Personnalité, fonction : AUBRY Martine.

FRANCE. Ministre de l'emploi et de la solidarité

Circonstances : Présentation du projet de loi relatif à la réduction négociée du temps de travail au Sénat en nouvelle lecture le 15 décembre 1999

ti : Monsieur le Président,
Messieurs les rapporteurs,
Mesdames et Messieurs les sénateurs,

J'interviens devant vous, pour présenter une nouvelle fois les objectifs que le gouvernement poursuit dans ce texte en faveur de la réduction négociée du temps de travail.

Une majorité d'entre vous a exprimé à l'issue de la première lecture un désaccord profond avec ces objectifs. Je voudrais cependant vous rappeler les grands principes sur lesquels le gouvernement a fondé sa démarche.

Vous le savez, Lionel Jospin a fait de l'emploi la priorité du gouvernement. Aucune solution n'a été négligée pour lutter contre le chômage.

Qu'avons nous fait depuis deux ans ? Nous avons simultanément engagé une politique de soutien à la croissance par une relance du pouvoir d'achat des ménages et une politique volontariste de développement l'emploi, un soutien aux nouvelles technologies et à la création d'entreprises.

Aujourd'hui, le programme " nouveaux services - emplois jeunes ", les dispositifs TRACE et " nouveau départ " sont en place pour permettre à nos concitoyens les plus éloignés de l'emploi de retrouver le chemin du travail et portent leurs résultats. Le chômage des jeunes a baissé de 25 % et le nombre des chômeurs de longue durée a diminué de 150 000 en un an.

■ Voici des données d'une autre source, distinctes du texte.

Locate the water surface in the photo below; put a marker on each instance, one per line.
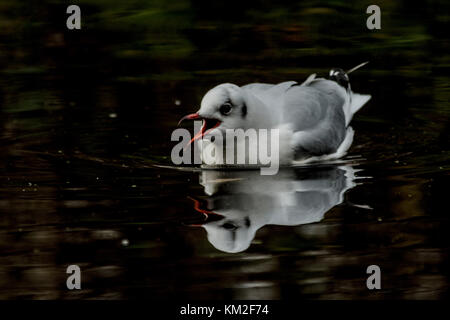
(86, 118)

Par ailleurs, nous nous sommes donc engagés dans la réduction négociée du temps de travail en poursuivant trois objectifs : créer et préserver des emplois, améliorer les conditions de travail et de vie des salariés, modifier l'organisation du travail des entreprises pour les rendre plus compétitives.

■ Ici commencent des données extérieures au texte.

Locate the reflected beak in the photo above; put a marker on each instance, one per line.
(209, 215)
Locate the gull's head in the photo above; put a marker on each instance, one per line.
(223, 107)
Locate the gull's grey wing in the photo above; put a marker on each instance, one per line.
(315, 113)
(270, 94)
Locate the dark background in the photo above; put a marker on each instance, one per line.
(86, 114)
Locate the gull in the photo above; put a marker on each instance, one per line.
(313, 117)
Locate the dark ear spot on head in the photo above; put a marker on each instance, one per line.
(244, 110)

Pour réussir, nous avons retenu une méthode : la négociation.

La loi du 13 juin 1998 a d'abord été un appel à la négociation et cet appel a été fructueux.

Depuis cette loi, 18 500 accords d'entreprises et 117 accords de branche ont été signés. Le tiers des salariés des entreprises de plus de 20 salariés sont ainsi d'ores et déjà à 35 heures ou en train d'y passer. 140 000 emplois ont été créés ou préservés. Les négociations ont ainsi infligé un sérieux démenti à tous ceux qui pronostiquaient l'échec de la première loi, tant sur l'ampleur du champ couvert que sur son effet sur l'emploi.

Dans d'innombrables domaines, les accords d'entreprises ont innové pour organiser une réduction de la durée du travail qui tienne compte des caractéristiques de chaque entreprise et des aspirations particulières des salariés.

Les avancées de la seconde loi sont nées des accords conclus en application de la première. N'allons pas chercher loin l'équilibre de cette seconde loi, si ce n'est dans les voies ouvertes par les 50 000 négociateurs des accords d'entreprise déjà signés.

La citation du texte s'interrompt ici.